A irresignação da Representante é dirigida à exigência de apresentação dos documentos originais ou de cópias autenticadas pelos interessados, na fase de habilitação do certame, em que pese a excepcionalidade causada pela pandemia do Coronavírus (COVID-19).

Em consulta ao edital do Pregão Presencial n.º 29/2020, realizado pelo Município de Primavera do Leste, do tipo menor preço por lote, para futura e eventual contratação de empresa especializada em locações de produtos para eventos e serviços de decoração, constato a referida exigência.

Entrevejo, ainda, dos documentos colacionados pela Equipe Técnica, que em 26/03/2020, uma empresa interessada na participação do certame solicitou esclarecimento à Comissão Permanente de Licitação quanto à aceitação de cópias simples, uma vez que os cartórios estavam fechados.

Em resposta, o Sr. Cristian dos Santos Perius, Pregoeiro, resumidamente, afirmou que (Doc. Digital n.º 63910/2020):

“Portanto, a fim de garantir maior segurança ao certame, e, como já é de praxe deste órgão, não serão aceitos aqueles documentos apresentados somente na forma de cópia simples, sendo assim solicitamos que a empresa se adeque a fim de cumprir ao disposto no edital, pois, de maneira flexível esta Prefeitura já traz a possibilidade de que sejam os documentos autenticados por servidor competente”.

Não obstante, em consulta a Ata da Sessão Pública realizada no dia 01/04/2020, infiro das observações constantes que foi dispensada a comprovação de reconhecimento de firma ou qualquer outro documentos autenticado, uma vez que os órgãos competentes para tanto encontravam-se fechados.

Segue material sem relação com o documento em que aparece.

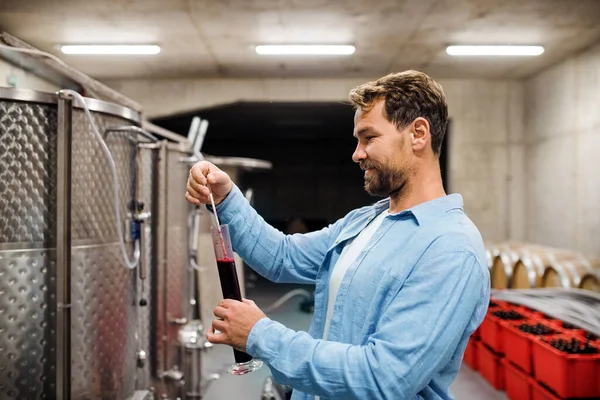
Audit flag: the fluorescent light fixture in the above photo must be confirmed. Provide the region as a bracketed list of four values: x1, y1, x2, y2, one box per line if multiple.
[256, 44, 355, 55]
[60, 44, 160, 55]
[446, 45, 544, 56]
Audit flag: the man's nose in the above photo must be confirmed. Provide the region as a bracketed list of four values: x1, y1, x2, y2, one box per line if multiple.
[352, 143, 367, 163]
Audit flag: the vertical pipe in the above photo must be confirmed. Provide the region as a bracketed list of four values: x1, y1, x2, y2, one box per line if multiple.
[56, 92, 73, 400]
[150, 143, 164, 376]
[159, 141, 169, 372]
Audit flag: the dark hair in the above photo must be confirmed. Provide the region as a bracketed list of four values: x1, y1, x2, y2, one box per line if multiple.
[350, 70, 448, 155]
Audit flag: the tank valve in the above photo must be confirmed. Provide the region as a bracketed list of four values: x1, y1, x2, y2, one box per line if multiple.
[136, 350, 148, 368]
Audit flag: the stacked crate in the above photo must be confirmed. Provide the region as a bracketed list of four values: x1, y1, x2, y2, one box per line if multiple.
[463, 299, 600, 400]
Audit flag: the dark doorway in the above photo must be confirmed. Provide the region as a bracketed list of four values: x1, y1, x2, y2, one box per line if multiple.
[153, 102, 448, 230]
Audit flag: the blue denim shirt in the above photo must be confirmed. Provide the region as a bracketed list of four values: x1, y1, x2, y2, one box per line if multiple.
[213, 187, 490, 400]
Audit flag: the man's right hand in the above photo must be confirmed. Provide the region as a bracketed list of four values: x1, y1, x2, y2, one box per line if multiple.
[185, 161, 233, 205]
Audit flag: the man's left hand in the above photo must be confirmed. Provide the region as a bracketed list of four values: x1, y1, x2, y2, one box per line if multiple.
[206, 299, 266, 351]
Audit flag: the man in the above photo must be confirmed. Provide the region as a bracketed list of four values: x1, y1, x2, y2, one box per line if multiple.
[186, 71, 490, 400]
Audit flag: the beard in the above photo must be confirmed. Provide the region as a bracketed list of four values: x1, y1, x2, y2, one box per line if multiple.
[360, 161, 409, 197]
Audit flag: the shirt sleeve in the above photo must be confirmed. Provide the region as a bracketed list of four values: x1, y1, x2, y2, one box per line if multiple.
[247, 251, 485, 400]
[212, 185, 352, 284]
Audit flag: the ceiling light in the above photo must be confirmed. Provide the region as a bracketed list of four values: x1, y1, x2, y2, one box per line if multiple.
[256, 44, 355, 55]
[446, 45, 544, 56]
[60, 44, 160, 55]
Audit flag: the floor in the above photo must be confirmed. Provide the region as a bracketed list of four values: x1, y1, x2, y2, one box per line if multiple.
[203, 278, 507, 400]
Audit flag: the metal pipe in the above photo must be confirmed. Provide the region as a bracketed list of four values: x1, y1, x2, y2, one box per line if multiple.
[56, 92, 73, 400]
[159, 141, 169, 372]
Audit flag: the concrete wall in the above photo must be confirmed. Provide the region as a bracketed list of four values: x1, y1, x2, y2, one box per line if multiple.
[104, 79, 525, 241]
[525, 42, 600, 255]
[0, 59, 59, 92]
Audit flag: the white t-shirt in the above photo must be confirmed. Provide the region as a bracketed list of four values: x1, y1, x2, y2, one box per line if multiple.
[323, 210, 389, 340]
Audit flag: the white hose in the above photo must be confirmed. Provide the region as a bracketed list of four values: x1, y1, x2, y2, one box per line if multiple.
[63, 90, 143, 269]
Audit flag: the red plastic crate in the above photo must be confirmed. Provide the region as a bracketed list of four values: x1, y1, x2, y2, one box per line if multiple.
[530, 378, 561, 400]
[475, 342, 505, 390]
[502, 358, 533, 400]
[479, 314, 504, 354]
[463, 339, 477, 371]
[501, 320, 558, 375]
[533, 336, 600, 398]
[479, 312, 528, 354]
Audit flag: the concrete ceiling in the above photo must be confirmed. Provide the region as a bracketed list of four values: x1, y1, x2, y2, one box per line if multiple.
[0, 0, 600, 79]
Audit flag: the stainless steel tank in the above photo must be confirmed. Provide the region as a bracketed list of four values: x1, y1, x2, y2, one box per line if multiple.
[150, 141, 195, 398]
[0, 88, 150, 399]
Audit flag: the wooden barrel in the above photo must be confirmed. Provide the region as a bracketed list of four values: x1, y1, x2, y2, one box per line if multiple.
[511, 247, 551, 289]
[490, 248, 519, 289]
[542, 252, 598, 290]
[483, 241, 500, 273]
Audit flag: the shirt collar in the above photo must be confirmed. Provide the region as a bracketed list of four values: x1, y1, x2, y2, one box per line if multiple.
[373, 193, 463, 225]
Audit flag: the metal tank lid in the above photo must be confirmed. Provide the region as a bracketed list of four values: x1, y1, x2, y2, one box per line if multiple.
[0, 87, 142, 124]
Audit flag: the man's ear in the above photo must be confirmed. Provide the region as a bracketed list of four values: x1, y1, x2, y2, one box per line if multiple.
[410, 117, 431, 151]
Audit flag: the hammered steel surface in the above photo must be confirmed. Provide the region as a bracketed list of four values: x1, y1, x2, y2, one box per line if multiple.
[0, 101, 57, 247]
[72, 110, 136, 245]
[166, 150, 191, 365]
[136, 149, 158, 389]
[0, 249, 56, 399]
[71, 243, 137, 399]
[0, 93, 143, 399]
[71, 110, 139, 399]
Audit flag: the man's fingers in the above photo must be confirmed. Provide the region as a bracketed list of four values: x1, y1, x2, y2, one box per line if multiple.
[206, 327, 226, 344]
[185, 192, 200, 206]
[190, 161, 210, 185]
[219, 299, 240, 308]
[213, 305, 227, 319]
[212, 319, 227, 332]
[242, 299, 258, 307]
[186, 180, 201, 199]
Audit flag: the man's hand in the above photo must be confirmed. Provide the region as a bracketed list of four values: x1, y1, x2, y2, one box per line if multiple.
[206, 299, 266, 352]
[185, 161, 233, 206]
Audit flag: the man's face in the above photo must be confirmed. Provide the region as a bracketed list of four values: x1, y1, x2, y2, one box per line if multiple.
[352, 99, 412, 197]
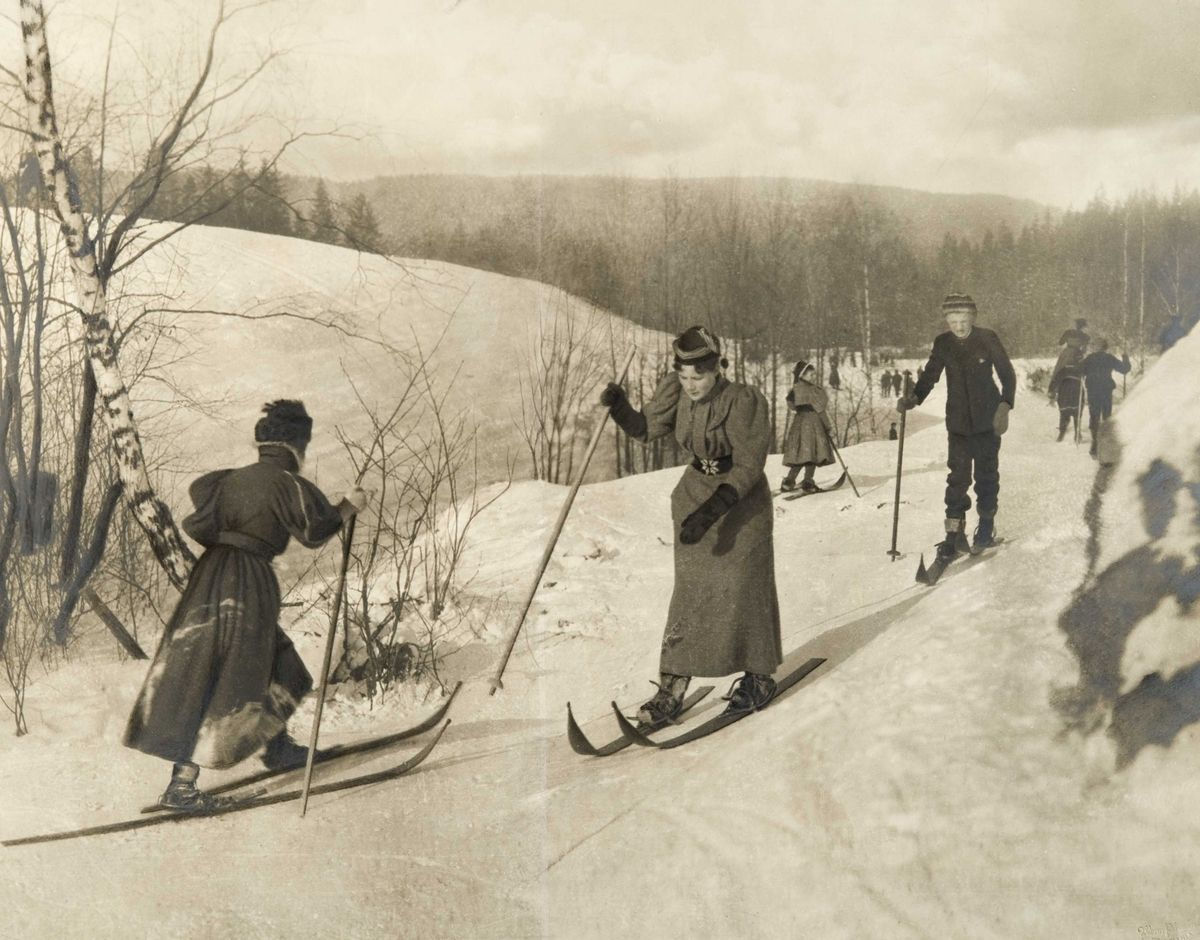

Tal situação apresenta-se como hipótese de possível violação à ampla participação na disputa licitatória, pois quando questionada acerca da dispensa dos referidos documentos, respondeu negativamente.

A se ver, o questionamento da Representante, aparenta ser pertinente, de modo a demonstrar a suposta violação ao direito de potenciais licitantes participarem do certame, que não tinham condições de apresentarem os documentos autenticados, até então exigidos para habilitação.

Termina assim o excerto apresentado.